Foi apenas um sonho Vencedor da Palma de Ouro em Cannes e trazido ao Brasil pela 48ª Mostra Internacional de Cinema de São Paulo, "Anora" é fábula triste de confronto com a realidade travestida de comédia inebriante, que será lançado em 2025

André Guerra

Publicação: 26/10/2024 03:00

Grande vencedor da Palma de Ouro do Festival de Cannes 2024 e um dos filmes mais esperados deste ano, Anora estreou Brasil na 48ª Mostra Internacional de Cinema de São Paulo e, apesar de seu lançamento comercial ter sido adiado para 2025, ele já está criando, há muito tempo, uma expectativa poderosa e se consolidando entre os favoritos da temporada de prêmios rumo ao próximo Oscar.

Dirigido e escrito por Sean Baker (Tangerina, Projeto Flórida), o filme tem uma das protagonistas mais marcantes dos últimos anos, interpretada por uma atriz que, através dela, teve e terá sua carreira transformada. Mikey Madison interpreta Ani, uma stripper que, em um dia comum de trabalho em um clube do Brooklyn, em Nova York, conhece Vanya, um jovem russo milionário que a contrata para ser sua namorada de luxo por uma semana.

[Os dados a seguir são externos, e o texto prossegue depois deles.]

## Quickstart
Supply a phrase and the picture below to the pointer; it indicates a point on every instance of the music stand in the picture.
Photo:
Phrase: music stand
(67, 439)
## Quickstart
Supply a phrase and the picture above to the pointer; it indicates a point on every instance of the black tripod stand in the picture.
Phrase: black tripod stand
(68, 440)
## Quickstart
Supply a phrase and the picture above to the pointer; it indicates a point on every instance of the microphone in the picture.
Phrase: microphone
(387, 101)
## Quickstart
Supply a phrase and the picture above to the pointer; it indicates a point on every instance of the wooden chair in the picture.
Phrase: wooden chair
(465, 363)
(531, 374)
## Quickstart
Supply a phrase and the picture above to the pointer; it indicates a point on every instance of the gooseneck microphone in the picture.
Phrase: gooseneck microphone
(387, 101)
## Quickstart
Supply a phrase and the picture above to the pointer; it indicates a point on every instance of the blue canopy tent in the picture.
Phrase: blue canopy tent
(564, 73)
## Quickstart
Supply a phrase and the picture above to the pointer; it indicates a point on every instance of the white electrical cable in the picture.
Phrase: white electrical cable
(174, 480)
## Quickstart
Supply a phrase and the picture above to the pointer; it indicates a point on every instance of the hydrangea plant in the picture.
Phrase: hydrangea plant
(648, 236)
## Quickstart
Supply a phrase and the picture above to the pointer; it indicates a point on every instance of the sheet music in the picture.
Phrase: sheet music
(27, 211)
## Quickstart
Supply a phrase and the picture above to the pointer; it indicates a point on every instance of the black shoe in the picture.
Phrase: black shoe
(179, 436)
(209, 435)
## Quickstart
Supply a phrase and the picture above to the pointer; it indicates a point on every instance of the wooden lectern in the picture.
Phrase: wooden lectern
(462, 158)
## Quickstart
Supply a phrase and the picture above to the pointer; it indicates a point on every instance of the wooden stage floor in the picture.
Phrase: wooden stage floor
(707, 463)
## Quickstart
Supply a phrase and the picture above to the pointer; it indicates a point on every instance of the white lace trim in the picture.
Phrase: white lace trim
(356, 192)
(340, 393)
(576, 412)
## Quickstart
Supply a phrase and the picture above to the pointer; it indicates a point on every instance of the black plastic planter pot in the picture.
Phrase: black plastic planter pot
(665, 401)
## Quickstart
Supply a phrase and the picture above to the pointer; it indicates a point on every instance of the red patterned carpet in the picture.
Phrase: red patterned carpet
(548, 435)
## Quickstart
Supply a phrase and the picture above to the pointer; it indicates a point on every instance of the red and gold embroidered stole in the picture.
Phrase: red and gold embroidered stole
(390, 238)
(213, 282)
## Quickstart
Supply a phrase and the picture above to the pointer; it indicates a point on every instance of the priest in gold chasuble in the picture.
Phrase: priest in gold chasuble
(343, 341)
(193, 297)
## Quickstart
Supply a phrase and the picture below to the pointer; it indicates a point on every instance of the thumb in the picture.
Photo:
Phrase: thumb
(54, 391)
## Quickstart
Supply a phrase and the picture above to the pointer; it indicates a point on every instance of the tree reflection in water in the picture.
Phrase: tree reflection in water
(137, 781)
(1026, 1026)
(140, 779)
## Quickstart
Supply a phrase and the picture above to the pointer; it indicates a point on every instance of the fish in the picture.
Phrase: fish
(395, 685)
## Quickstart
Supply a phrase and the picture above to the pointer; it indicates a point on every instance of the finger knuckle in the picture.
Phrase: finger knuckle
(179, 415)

O deslumbre das festas, cassinos, clubes e baladas da cidade embriagam Ani e a plateia no primeiro ato de Anora, que o diretor filma como se ele mesmo estivesse também inebriado por tudo aquilo, na urgência de quem parece ter apenas alguns minutos para rodar em cada locação e com a velocidade da montagem que transmite uma sensação contínua de maravilhamento, sem tempo para descanso. Essa energia solta e delirante na qual os dois personagens se colocam leva à decisão intempestiva de um casamento, o que vai desencadear a fúria dos pais magnatas de Vanya.

No momento em que os capangas da família oligarca aparecem na mansão onde os dois estão vivendo para forçá-los a anular o matrimônio, o paraíso desaba completamente e o humor leve e livre da primeira parte vira uma comédia deliberadamente destrambelhada que mescla um absurdo quase de fábula com um realismo um tanto cruel. Sean Baker se tornou célebre pelo humanismo na sua retratação de grupos marginalizados da sociedade americana e aqui, através de uma protagonista inferiorizada por sua profissão de stripper, ele consegue problematizar o tema sem vitimizações e lamentações.

Pelo contrário: Ani é uma personagem viva, cheia de desejos e angústias,sobre a qual conhecemos mais pela ação imediata do que por explicações prévias. Tudo no filme, na verdade, possui essa força (cômica e dramática) do agora: os blocos de cena são longos e só terminam no seu tempo particular, sem a necessidade de obedecer a padrões de ritmo – o que gera também algumas repetições e arestas narrativas. Esse lado desengonçado é justamente um dos pontos de humanização mais fortes da direção e do roteiro de Sean Baker, que estão sempre quebrando as expectativas da plateia através do humor caótico e da melancolia presente na própria natureza da premissa.

Esta é, na essência, uma história de confronto com a dureza da realidade. A trágica lembrança de como, para a expressiva maioria das pessoas, os sonhos são, quando menos, pueris, e, quando mais, até um tanto cruéis. O fato de o calor e a euforia do início se desdobrarem pela noite de inverno novaiorquina num ritmo frenético de comédia maluca só exprime essa luta inglória da protagonista para reter o mínimo que seja da alegria e realização que lhes parecia prometida.

Nem sempre a graça que o filme quer provocar é compatível com o aspecto social abarcado pela cena e, por isso, parte da comicidade de Anora soa mais desconfortável do que exatamente engraçado. Mas todos os acertos e irregularidades que podem aparecer no trabalho de Baker são bordadas do mesmo tecido: a luminosidade da atuação de Madison, que enche a tela de sensações e carrega a plateia por sua jornada visualmente radiante, mas duramente humana.